SELECT MAX()+1 Is a Race Condition Waiting to Happen

#postgres #sql #dotnet #concurrency

This is a story in three acts about one of the most innocent-looking patterns in backend code: generating the next number in a sequence. It passed every test. It ran fine for months. Then a unique-index violation showed up in production logs, and the fix I reached for first didn't actually fix it.

Act 1: The code that looks correct

The requirement was a per-customer progressive number — ORD-1, ORD-2, and so on. The implementation read like plain English:

var existing = await db.Orders
    .Where(o => o.CustomerId == customerId)
    .ToListAsync();

var next = existing
    .Select(o => ParseProgressive(o.Code))
    .DefaultIfEmpty(0)
    .Max() + 1;

db.Orders.Add(new Order { Code = $"ORD-{next}", CustomerId = customerId });
await db.SaveChangesAsync();

Read the current max, add one, insert. There is nothing wrong with this code if only one thing ever runs it at a time. The problem is that assumption is almost never true, and nothing in the code makes it true.

Act 2: Why it breaks, and the fix that doesn't

This is a TOCTOU bug — time-of-check to time-of-use. Two requests for the same customer arrive nearly together:

Request A reads max = 7. Computes next = 8.
Request B reads max = 7 before A has inserted. Also computes next = 8.
Both insert ORD-8. The unique index rejects the second. Production error.
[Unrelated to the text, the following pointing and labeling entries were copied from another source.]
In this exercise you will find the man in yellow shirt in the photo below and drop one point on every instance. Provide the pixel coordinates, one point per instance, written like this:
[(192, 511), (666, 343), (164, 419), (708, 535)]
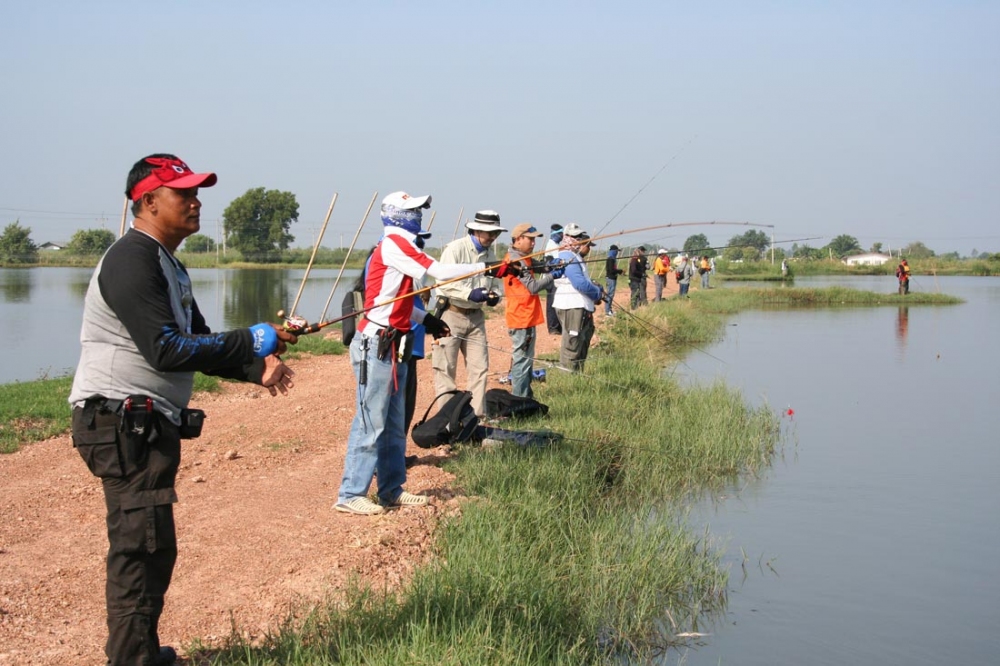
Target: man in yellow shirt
[(661, 268)]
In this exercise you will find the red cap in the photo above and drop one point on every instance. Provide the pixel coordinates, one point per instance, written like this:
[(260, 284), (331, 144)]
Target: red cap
[(172, 173)]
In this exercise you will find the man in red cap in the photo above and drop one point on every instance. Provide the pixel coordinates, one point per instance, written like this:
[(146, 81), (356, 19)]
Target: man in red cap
[(143, 337)]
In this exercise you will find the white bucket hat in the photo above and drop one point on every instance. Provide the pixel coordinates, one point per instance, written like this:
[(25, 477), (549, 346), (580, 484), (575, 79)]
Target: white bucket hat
[(485, 220)]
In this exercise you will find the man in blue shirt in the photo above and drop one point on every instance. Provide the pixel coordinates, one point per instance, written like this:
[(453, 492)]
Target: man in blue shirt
[(575, 299)]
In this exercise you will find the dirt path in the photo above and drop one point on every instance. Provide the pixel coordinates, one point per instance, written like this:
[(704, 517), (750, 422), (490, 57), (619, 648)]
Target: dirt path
[(256, 529), (257, 534)]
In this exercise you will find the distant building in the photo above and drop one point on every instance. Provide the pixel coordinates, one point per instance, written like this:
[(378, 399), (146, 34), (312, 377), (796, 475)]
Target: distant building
[(867, 259)]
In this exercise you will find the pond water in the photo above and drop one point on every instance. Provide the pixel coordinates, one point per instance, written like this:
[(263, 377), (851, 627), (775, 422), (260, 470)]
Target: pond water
[(41, 309), (875, 537)]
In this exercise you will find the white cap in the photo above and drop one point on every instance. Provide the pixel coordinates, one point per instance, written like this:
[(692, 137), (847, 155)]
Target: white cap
[(485, 220), (405, 201)]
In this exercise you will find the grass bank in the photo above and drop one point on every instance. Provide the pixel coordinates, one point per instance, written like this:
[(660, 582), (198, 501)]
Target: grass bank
[(576, 553), (36, 410), (732, 300)]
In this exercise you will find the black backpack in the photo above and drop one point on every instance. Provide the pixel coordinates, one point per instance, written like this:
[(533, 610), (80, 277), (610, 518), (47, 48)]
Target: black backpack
[(456, 421), (503, 404)]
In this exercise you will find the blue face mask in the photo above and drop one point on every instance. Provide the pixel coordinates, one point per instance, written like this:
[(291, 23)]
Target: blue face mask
[(408, 220)]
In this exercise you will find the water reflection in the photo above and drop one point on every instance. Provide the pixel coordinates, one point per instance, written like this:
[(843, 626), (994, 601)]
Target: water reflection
[(902, 328), (78, 284), (255, 296), (15, 285)]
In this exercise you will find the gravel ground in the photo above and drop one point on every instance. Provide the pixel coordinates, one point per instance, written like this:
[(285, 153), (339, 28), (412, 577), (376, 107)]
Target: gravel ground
[(257, 535)]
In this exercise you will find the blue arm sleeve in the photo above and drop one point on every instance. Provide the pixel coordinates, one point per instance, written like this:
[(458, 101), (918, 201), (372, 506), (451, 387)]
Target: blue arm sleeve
[(578, 278)]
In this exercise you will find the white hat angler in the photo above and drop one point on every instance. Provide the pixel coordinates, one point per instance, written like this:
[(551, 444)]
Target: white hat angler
[(406, 202), (485, 220)]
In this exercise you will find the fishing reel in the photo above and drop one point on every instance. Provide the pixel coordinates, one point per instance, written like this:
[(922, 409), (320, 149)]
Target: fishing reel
[(294, 324)]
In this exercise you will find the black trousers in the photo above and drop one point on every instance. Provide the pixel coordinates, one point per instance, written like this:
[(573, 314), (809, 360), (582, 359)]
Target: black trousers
[(142, 544)]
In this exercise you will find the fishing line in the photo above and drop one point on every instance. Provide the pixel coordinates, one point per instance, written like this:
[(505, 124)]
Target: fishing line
[(676, 155)]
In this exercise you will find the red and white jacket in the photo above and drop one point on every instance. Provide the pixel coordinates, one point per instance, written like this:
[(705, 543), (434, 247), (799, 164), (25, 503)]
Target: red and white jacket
[(396, 263)]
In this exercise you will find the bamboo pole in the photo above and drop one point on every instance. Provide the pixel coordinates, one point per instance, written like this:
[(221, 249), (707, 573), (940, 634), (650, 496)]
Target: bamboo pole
[(121, 231), (323, 323), (348, 256), (312, 258)]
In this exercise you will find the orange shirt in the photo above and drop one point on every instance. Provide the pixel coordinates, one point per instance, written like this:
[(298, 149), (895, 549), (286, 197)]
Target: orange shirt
[(524, 309)]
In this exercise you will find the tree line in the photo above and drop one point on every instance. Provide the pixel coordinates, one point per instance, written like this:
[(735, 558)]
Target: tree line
[(257, 225)]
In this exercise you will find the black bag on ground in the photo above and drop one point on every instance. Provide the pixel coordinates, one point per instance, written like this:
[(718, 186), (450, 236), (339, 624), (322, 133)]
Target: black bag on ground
[(523, 438), (504, 404), (456, 421)]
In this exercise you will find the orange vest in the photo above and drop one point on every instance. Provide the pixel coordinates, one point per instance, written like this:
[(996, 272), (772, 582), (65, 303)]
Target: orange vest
[(524, 309)]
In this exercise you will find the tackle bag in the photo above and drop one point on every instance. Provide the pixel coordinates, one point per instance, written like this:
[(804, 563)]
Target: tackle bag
[(503, 404), (524, 438), (456, 421)]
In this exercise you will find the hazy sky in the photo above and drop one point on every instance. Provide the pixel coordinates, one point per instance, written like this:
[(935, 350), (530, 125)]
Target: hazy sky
[(876, 119)]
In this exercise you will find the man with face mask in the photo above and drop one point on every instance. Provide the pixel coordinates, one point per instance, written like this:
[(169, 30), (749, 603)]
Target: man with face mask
[(380, 353), (576, 296), (524, 307), (552, 255), (464, 312)]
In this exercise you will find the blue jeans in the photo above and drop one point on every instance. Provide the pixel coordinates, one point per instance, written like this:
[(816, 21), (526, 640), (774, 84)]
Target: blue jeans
[(523, 342), (377, 442)]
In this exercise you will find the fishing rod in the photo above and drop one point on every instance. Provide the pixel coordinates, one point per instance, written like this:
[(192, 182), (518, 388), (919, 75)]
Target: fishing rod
[(298, 326), (348, 255), (648, 182), (702, 249), (312, 257)]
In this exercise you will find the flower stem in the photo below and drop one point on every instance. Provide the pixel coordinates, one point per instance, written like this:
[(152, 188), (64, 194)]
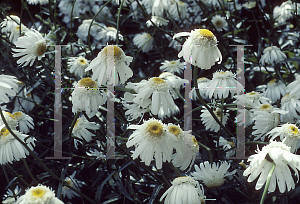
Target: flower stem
[(267, 183)]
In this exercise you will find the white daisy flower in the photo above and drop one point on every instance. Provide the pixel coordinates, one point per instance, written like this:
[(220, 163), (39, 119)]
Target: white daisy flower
[(293, 88), (11, 149), (10, 119), (121, 65), (35, 2), (212, 175), (8, 86), (33, 45), (219, 22), (87, 97), (39, 194), (289, 135), (80, 130), (272, 55), (172, 66), (77, 65), (25, 121), (143, 41), (220, 84), (200, 49), (158, 90), (184, 190), (11, 25), (209, 121), (75, 183), (174, 82), (291, 104), (202, 87), (11, 196), (227, 145), (108, 34), (83, 29), (151, 139), (261, 164), (158, 21), (189, 147), (178, 8), (275, 89)]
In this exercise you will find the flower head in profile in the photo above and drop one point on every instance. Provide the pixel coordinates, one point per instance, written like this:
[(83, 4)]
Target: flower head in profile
[(39, 194), (200, 49), (11, 149), (8, 86), (143, 41), (31, 46), (87, 97), (272, 55), (212, 175), (151, 139), (261, 164), (184, 190), (77, 65), (120, 64), (289, 134)]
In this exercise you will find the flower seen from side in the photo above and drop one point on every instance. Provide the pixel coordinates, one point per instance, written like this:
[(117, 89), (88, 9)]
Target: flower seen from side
[(200, 49)]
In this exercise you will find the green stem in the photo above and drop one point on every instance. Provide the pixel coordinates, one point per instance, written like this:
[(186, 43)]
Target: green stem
[(267, 183)]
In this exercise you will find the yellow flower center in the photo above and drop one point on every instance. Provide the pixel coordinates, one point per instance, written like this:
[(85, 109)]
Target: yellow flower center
[(155, 129), (4, 132), (38, 192), (87, 82), (40, 49), (175, 130), (118, 53)]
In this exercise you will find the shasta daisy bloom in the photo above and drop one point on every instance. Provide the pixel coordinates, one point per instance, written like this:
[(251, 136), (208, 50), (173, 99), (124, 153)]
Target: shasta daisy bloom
[(209, 122), (77, 65), (24, 121), (108, 34), (11, 149), (80, 130), (33, 45), (272, 55), (289, 135), (39, 194), (212, 175), (143, 41), (219, 86), (87, 97), (189, 148), (202, 87), (158, 21), (159, 91), (11, 196), (12, 25), (261, 164), (219, 22), (275, 89), (151, 139), (200, 49), (291, 104), (8, 86), (184, 190), (121, 65), (172, 66), (75, 183)]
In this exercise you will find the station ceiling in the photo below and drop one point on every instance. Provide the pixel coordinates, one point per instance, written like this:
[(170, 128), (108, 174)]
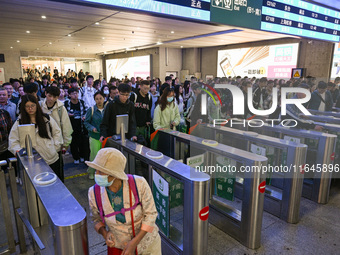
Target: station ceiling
[(47, 26)]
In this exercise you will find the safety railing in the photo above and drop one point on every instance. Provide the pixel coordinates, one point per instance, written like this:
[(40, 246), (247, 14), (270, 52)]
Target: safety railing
[(320, 118), (20, 219), (54, 214), (184, 210), (240, 218), (320, 152), (283, 195), (334, 114)]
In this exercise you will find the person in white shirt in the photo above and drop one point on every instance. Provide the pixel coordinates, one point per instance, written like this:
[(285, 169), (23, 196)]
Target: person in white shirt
[(87, 93)]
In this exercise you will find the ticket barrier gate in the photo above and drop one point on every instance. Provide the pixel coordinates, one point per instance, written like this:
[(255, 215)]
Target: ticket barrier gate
[(334, 114), (187, 232), (243, 224), (335, 130), (321, 150), (283, 195), (326, 119), (55, 215)]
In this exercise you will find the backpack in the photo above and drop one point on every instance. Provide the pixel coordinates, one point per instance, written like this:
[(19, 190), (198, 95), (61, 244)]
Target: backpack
[(132, 186), (190, 109), (135, 97)]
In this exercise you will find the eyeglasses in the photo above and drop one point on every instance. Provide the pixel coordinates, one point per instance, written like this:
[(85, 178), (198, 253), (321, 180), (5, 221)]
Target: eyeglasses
[(30, 106), (124, 95)]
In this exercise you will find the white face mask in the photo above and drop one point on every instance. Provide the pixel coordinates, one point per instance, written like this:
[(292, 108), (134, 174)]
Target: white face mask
[(102, 180)]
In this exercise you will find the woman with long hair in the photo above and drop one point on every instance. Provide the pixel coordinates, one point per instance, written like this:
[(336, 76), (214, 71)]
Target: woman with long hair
[(186, 91), (106, 91), (179, 98), (166, 114), (93, 119), (48, 134)]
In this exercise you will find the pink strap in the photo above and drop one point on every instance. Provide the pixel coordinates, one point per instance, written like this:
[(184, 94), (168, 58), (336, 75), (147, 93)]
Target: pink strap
[(99, 201), (132, 186)]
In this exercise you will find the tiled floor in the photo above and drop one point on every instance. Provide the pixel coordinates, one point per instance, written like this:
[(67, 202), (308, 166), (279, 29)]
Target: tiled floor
[(318, 231)]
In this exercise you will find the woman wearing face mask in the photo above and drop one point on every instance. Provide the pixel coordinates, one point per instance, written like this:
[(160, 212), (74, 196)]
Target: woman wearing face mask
[(48, 134), (166, 114), (93, 119), (105, 90), (129, 230)]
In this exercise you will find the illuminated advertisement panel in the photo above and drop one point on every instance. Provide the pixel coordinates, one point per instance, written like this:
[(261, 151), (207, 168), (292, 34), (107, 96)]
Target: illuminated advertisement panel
[(130, 67), (275, 61), (335, 72)]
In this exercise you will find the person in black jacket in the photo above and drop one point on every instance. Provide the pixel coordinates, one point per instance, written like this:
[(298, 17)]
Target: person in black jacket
[(120, 105), (143, 103)]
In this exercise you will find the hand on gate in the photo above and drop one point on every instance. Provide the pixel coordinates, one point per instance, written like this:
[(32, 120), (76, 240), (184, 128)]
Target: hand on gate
[(130, 248), (109, 239)]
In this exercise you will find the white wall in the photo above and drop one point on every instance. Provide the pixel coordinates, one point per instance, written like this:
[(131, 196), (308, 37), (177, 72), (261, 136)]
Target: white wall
[(12, 64)]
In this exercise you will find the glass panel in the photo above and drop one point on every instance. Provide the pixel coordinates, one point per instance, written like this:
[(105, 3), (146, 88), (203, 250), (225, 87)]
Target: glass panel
[(170, 210)]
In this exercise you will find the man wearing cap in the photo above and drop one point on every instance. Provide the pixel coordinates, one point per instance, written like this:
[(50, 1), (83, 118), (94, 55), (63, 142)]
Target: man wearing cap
[(115, 194), (119, 106)]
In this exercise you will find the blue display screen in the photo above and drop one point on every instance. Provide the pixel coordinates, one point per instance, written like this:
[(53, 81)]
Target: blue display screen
[(191, 9), (296, 17)]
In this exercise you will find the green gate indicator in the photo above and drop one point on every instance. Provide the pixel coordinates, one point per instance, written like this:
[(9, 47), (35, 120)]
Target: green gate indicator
[(160, 191)]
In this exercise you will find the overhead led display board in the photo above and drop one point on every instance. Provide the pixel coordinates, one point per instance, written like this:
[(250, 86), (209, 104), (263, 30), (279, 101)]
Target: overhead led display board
[(294, 17), (190, 9)]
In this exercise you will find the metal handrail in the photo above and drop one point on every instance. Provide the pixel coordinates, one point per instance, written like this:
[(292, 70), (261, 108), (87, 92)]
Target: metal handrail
[(291, 183), (318, 190), (244, 226)]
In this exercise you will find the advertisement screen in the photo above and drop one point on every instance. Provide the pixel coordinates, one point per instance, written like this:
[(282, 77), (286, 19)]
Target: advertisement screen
[(130, 67), (273, 62), (336, 62)]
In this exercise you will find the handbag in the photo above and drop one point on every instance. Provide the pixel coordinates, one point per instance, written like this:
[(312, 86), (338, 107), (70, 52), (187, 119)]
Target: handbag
[(3, 146)]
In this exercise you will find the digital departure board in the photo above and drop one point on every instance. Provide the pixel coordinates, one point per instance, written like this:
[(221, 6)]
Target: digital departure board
[(190, 9), (300, 18), (294, 17)]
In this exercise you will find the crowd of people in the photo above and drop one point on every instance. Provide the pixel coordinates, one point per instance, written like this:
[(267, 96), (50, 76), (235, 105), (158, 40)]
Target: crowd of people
[(80, 112), (69, 112)]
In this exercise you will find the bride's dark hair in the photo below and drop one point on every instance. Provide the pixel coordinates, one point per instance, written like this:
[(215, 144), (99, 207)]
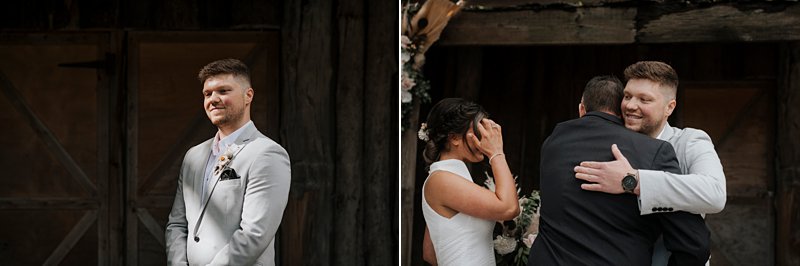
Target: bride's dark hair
[(451, 116)]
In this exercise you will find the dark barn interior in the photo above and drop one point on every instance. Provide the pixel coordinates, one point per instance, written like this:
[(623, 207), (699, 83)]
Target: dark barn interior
[(100, 101)]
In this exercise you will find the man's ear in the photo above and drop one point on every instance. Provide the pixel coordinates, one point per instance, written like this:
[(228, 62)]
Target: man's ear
[(249, 96), (670, 107)]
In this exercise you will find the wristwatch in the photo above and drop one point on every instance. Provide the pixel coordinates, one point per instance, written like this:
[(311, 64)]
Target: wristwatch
[(629, 182)]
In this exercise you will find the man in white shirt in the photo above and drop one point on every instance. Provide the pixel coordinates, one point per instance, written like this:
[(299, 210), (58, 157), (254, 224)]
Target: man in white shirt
[(649, 99)]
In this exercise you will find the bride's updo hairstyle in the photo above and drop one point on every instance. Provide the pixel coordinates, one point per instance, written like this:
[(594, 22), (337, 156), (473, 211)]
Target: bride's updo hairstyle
[(450, 117)]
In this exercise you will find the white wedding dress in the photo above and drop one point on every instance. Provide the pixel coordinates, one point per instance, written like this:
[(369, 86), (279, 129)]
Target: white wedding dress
[(461, 239)]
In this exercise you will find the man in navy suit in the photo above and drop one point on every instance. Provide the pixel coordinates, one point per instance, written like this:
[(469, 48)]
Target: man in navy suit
[(580, 227)]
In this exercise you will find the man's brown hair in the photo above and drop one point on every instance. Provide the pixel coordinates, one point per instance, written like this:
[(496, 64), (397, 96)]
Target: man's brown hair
[(222, 67), (658, 72)]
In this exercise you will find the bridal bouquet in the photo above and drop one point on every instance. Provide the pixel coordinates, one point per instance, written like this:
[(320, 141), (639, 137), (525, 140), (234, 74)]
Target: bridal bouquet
[(513, 242)]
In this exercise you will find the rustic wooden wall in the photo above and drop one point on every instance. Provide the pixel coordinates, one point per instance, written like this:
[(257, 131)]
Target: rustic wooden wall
[(788, 156), (727, 89), (336, 115)]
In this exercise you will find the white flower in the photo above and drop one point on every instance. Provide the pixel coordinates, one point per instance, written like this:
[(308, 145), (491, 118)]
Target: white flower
[(504, 245), (528, 240), (408, 82), (489, 182), (405, 56), (422, 134), (406, 85), (405, 42), (405, 97)]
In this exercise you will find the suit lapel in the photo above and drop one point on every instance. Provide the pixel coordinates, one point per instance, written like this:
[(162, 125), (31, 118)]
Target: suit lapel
[(668, 133), (200, 164)]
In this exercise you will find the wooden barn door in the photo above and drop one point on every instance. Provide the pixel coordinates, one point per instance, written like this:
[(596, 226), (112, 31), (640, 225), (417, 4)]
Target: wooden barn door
[(55, 100), (166, 118), (739, 116)]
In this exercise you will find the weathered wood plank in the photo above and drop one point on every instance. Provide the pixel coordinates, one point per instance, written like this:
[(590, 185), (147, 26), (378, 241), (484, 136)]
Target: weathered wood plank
[(150, 223), (45, 135), (48, 203), (307, 90), (72, 238), (719, 23), (408, 160), (788, 158), (508, 4), (132, 152), (583, 26), (105, 77), (381, 128), (348, 221), (151, 201)]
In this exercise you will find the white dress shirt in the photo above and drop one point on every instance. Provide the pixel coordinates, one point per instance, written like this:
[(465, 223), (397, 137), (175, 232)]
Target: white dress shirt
[(218, 146)]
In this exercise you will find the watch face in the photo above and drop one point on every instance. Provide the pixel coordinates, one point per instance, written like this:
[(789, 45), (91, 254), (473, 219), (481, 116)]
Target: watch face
[(629, 183)]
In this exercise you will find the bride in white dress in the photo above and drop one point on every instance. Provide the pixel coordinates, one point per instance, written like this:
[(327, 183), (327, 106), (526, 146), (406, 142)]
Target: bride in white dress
[(459, 214)]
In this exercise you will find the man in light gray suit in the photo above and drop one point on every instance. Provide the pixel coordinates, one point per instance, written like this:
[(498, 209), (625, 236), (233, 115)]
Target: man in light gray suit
[(649, 99), (232, 188)]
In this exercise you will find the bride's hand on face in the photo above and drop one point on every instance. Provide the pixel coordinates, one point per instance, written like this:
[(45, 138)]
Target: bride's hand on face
[(491, 141)]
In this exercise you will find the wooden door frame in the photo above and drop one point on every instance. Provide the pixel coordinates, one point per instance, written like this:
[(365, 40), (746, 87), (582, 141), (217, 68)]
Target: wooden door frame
[(766, 88), (96, 203), (136, 207)]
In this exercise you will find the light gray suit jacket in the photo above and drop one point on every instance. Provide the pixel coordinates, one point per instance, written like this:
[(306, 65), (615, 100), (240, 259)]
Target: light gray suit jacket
[(242, 216), (701, 187)]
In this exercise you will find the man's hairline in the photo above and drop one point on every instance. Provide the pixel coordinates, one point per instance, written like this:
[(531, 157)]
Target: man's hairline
[(239, 78)]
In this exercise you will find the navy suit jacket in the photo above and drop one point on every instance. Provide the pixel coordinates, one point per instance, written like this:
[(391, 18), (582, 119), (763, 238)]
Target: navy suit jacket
[(580, 227)]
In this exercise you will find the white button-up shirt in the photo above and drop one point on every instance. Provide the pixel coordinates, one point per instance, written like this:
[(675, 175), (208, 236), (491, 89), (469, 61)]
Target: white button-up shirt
[(218, 146)]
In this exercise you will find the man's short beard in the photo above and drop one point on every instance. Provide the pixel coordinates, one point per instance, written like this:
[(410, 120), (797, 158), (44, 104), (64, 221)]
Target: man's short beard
[(232, 117)]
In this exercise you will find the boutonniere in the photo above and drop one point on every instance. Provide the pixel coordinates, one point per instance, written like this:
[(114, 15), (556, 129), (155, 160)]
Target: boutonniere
[(223, 169)]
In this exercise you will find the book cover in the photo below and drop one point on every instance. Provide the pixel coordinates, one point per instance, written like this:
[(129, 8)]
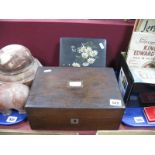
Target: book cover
[(82, 52), (141, 51), (150, 113)]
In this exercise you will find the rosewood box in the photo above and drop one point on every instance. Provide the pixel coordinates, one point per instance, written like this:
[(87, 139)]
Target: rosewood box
[(73, 98)]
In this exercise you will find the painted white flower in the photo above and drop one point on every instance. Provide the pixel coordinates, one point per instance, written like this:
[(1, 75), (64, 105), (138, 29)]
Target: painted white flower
[(85, 64), (89, 49), (84, 55), (81, 49), (75, 64), (91, 60), (93, 53)]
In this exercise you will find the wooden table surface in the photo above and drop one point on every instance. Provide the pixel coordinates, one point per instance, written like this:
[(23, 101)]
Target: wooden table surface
[(24, 128)]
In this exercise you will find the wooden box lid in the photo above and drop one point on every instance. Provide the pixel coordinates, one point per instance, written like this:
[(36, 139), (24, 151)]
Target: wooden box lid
[(74, 88)]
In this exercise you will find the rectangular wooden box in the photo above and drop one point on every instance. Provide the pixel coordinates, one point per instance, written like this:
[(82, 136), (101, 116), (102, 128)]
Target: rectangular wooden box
[(72, 98)]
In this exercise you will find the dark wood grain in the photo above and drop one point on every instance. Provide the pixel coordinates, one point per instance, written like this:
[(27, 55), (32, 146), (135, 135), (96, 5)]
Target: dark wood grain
[(52, 104)]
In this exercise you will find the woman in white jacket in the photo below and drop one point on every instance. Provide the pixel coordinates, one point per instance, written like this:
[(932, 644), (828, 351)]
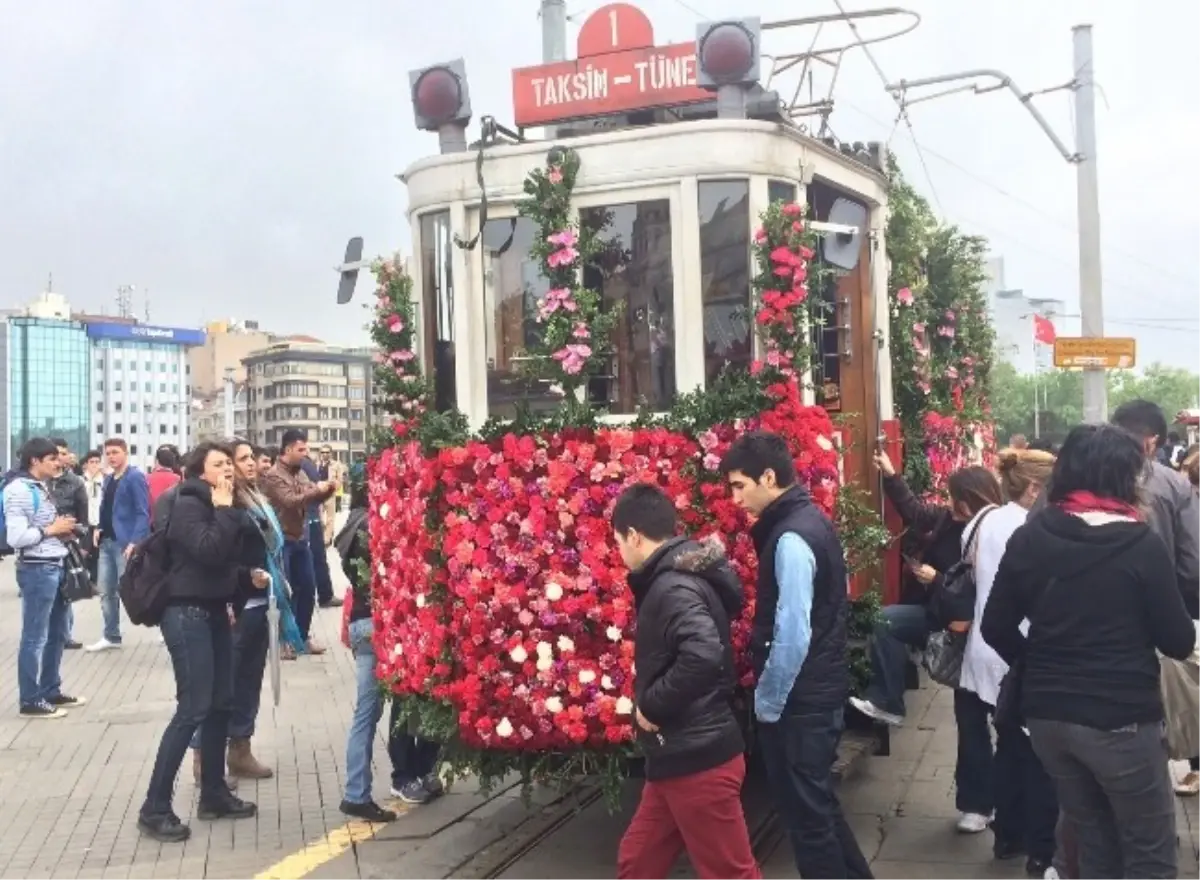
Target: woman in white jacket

My first instinct was a lock around the method — make the read-and-write atomic in the application. And in a single-process test, that "works." Here's the trap: the moment you run more than one instance of the service (and you will — that's what horizontal scaling is), an in-process lock protects nothing. Instance 1 and instance 2 each hold their own lock and happily compute the same number. The in-memory fix doesn't close the race; it just shrinks the window enough to pass your tests and lie to you.

The real lesson arrived here: uniqueness has to be enforced by the one thing both instances share — the database. Not by application code, no matter how clever the locking.

Act 3: The fixes that actually hold

There are several, and the right one depends on whether the number has to be gapless.

If gaps are acceptable (you just need unique and roughly increasing), use the database's own sequence or identity. It's atomic by construction, across any number of instances:

CREATE SEQUENCE order_seq;
-- each insert pulls nextval('order_seq'), no read-then-write

If the number must be per-customer and gapless, you can't lean on a global sequence. Then you serialize at the row level. A Postgres advisory lock keyed on the customer turns concurrent inserts for the same customer into a queue, while leaving different customers fully parallel:

SELECT pg_advisory_xact_lock(hashtext($1));  -- $1 = customer id
-- now the read-max-and-insert is safe within this transaction

Or let the database be the referee with insert-and-retry. Keep the unique index, attempt the insert, and on a conflict recompute and try again. The constraint you were treating as an error becomes your concurrency control:

INSERT INTO orders (...) VALUES (...)
ON CONFLICT (customer_id, code) DO NOTHING;

The thing I'd tell past me

The bug wasn't the arithmetic. It was believing that "read, then write" is a single step. It's two, and anything can happen in between. When correctness depends on two operations being indivisible, the only component that can guarantee that across a scaled-out service is the shared database — through a sequence, a lock, or a constraint you actually let do its job. Application-side locking on a multi-instance service is a comfort blanket, not a fix.